No. 45 – Hamburg Sea Devils
- Position: Defensive end
- Roster status: Active

Personal information
- Born: January 25, 1996 (age 30) Decatur, Georgia, U.S.
- Listed height: 6 ft 1 in (1.85 m)
- Listed weight: 260 lb (118 kg)

Career information
- High school: Decatur
- College: Catawba (2014–2018)
- NFL draft: 2019: undrafted

Career history
- Potsdam Royals (2019); Hildesheim Invaders (2020); TSL Aviators (2020); FCF Wild Aces (2021); Leipzig Kings (2021); Berlin Thunder (2022–2024); Hamburg Sea Devils (2024–present);

Awards and highlights
- 2× ELF Defensive Player of the Year (2021, 2022); 3× ELF sacks leader (2021, 2022, 2023); First-team All-ELF (2022); GFL All-Star (2019); GFL sacks leader (2019); 3× AFCA All-American (2015, 2016, 2017); 2× SAC Defensive Player of the Year (2015, 2017); ELF records All-time sack leader (63); All-time TFL leader (103); Most sacks in a season (16.5, 2024);

= Kyle Kitchens =

American football player (born 1996)

Kyle Kitchens (born January 25, 1996) is an American professional football defensive end playing for the Hamburg Sea Devils in the European League of Football (ELF). He played college football for the Catawba Indians.

== Early life and college ==
Kitchens attended Decatur High School, where he played lacrosse, basketball and baseball, besides American football for the Bulldogs. He was named two-times All-State player and was selected for the All-Region team.

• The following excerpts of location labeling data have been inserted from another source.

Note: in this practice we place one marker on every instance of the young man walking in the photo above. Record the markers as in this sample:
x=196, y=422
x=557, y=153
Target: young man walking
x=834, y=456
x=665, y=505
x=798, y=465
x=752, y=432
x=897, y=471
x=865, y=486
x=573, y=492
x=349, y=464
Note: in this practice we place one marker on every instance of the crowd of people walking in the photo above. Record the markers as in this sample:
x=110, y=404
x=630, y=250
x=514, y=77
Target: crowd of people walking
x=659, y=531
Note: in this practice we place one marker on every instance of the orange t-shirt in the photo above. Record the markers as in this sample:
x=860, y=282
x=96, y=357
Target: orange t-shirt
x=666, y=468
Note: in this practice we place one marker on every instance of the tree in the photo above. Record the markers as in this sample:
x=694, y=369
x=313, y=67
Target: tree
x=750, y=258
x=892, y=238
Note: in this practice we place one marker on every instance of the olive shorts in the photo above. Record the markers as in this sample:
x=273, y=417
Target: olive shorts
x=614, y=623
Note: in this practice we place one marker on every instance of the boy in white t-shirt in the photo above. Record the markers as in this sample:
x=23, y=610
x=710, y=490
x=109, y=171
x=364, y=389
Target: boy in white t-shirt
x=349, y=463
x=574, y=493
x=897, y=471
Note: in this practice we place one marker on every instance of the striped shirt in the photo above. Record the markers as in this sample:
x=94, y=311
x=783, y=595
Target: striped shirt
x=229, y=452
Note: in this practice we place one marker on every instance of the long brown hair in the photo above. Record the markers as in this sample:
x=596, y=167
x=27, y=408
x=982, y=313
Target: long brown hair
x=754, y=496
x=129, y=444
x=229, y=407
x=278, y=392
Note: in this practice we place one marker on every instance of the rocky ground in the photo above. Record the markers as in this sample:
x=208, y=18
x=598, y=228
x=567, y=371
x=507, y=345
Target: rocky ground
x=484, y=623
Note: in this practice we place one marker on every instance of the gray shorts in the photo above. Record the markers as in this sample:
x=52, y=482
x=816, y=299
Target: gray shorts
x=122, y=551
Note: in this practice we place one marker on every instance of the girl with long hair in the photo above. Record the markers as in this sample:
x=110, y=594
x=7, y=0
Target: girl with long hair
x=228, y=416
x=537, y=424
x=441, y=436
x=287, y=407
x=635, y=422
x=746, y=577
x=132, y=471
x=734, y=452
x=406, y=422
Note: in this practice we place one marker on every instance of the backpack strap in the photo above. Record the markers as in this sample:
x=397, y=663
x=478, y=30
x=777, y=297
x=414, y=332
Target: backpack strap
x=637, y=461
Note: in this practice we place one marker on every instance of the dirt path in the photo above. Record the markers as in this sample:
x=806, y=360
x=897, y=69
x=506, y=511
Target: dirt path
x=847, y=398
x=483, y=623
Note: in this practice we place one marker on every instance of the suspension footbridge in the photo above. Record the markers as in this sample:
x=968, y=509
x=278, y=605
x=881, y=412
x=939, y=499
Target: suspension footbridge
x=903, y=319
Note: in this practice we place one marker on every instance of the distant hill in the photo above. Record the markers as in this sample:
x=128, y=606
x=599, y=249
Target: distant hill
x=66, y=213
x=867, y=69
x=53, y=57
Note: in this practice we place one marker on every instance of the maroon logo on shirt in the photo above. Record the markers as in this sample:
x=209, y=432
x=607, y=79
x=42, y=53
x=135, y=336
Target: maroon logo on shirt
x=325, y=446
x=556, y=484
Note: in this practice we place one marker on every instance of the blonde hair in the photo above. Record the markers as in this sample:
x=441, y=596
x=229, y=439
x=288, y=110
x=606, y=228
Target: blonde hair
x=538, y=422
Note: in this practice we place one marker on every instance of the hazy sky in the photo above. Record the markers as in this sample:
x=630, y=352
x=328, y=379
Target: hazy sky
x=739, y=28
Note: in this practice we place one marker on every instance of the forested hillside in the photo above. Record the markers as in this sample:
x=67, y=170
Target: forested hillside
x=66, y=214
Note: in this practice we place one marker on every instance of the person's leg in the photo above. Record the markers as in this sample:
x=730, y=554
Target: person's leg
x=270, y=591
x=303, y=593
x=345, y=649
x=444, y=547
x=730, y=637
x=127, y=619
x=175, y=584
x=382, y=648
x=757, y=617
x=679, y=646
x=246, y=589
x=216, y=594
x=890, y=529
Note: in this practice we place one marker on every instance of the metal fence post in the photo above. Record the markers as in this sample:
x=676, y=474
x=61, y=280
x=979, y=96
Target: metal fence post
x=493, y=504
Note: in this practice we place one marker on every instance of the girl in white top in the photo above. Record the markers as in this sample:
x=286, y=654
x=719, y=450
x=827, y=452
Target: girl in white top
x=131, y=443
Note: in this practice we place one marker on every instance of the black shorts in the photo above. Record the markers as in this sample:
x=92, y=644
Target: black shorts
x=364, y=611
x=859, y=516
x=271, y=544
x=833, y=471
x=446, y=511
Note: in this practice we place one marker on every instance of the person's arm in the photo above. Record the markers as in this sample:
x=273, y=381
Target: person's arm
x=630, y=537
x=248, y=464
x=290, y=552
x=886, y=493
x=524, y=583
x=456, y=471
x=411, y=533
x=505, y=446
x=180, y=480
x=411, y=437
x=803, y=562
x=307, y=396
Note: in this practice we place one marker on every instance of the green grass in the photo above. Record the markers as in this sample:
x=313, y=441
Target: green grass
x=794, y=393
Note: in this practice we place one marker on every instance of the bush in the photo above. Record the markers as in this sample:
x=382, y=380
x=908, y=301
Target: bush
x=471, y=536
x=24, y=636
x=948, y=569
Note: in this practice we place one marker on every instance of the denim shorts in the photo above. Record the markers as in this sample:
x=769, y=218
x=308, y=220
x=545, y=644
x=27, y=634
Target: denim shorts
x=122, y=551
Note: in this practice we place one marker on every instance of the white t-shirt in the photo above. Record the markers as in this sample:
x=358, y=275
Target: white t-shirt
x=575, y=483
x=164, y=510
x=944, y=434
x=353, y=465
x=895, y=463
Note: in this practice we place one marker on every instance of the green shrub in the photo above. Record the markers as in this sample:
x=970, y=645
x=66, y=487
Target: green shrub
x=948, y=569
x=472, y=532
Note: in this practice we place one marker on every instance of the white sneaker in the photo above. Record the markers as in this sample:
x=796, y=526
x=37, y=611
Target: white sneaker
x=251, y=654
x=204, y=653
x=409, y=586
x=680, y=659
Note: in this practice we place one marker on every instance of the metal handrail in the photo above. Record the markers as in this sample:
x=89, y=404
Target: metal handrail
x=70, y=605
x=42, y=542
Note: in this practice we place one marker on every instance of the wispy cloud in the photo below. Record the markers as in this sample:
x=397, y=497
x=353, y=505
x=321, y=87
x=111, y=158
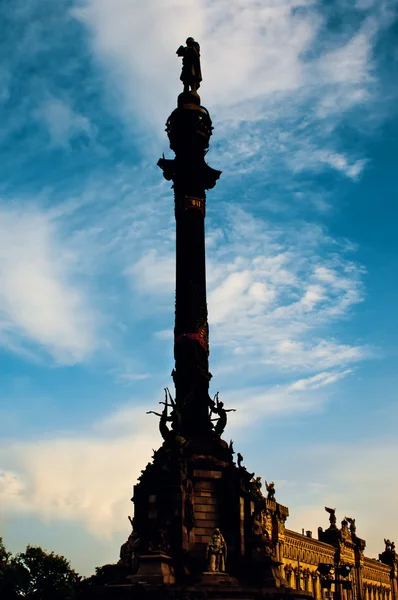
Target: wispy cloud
x=273, y=293
x=63, y=123
x=277, y=80
x=91, y=474
x=41, y=300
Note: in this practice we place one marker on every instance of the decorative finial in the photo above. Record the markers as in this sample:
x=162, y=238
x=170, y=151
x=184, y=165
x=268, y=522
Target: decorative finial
x=191, y=74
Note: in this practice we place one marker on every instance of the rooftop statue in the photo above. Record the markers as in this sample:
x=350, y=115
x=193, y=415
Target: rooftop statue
x=332, y=517
x=270, y=487
x=191, y=74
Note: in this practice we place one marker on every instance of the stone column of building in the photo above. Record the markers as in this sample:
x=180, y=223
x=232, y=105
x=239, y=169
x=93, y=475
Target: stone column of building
x=200, y=519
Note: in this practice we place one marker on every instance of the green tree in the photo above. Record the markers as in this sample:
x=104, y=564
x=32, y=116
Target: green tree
x=36, y=575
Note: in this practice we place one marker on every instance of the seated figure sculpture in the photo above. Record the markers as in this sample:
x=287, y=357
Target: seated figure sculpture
x=216, y=552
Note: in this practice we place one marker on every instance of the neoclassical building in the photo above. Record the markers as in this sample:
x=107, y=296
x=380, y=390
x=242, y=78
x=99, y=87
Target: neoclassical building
x=340, y=547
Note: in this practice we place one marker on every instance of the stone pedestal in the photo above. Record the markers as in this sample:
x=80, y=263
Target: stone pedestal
x=155, y=569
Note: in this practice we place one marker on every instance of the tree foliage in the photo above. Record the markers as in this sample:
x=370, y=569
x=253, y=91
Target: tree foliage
x=36, y=575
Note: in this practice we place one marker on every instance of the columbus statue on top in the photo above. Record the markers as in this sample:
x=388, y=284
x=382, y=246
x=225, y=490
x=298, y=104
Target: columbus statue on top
x=191, y=74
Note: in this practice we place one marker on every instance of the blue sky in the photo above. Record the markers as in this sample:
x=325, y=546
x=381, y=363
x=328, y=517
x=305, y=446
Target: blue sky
x=301, y=255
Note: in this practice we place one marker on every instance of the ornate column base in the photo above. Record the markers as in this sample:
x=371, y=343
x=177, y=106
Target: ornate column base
x=154, y=569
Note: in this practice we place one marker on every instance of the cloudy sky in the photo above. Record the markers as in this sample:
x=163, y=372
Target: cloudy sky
x=302, y=255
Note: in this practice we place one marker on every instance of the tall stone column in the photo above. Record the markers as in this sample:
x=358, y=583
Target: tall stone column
x=189, y=129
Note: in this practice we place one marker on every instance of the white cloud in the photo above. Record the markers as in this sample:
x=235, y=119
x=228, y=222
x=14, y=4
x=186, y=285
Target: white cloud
x=276, y=81
x=41, y=299
x=62, y=122
x=87, y=478
x=271, y=300
x=353, y=477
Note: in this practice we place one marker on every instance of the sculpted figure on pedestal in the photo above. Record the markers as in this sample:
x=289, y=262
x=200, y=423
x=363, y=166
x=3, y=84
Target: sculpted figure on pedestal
x=217, y=407
x=353, y=527
x=216, y=552
x=191, y=74
x=332, y=517
x=270, y=487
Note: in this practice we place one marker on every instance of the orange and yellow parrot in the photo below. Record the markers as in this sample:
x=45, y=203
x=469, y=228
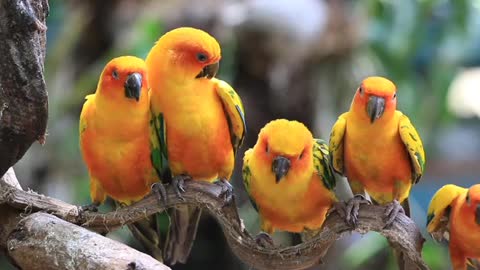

For the 2014 college football season he committed to Catawba College in Salisbury, North Carolina in the NCAA Division II. There he quickly became a starter and core player in the team. He was the second overall defensive player to be named AFCA All-American Team three times in a row in NCAA Division II history. With his team, he won his conference in 2015. He left his college as an all-time sack leader (38.5) and with 71 total tackles for loss.

== Professional career ==
Kitchens began his professional career with the Potsdam Royals in the German Football League (GFL) in 2019. In 14 games total he racked up 76 tackles, 31 tackles for loss, 16 sacks und four pass-break-ups. With that he was leading the league and was named GFL North All-Star Team. For the 2020 GLF season he went to the Hildesheim Invaders, where he wasn't able to play because of the COVID-19 pandemic. He then played in The Spring League for the 2020 fall season and in early 2021 for the Wild Aces in the Fan Controlled Football league.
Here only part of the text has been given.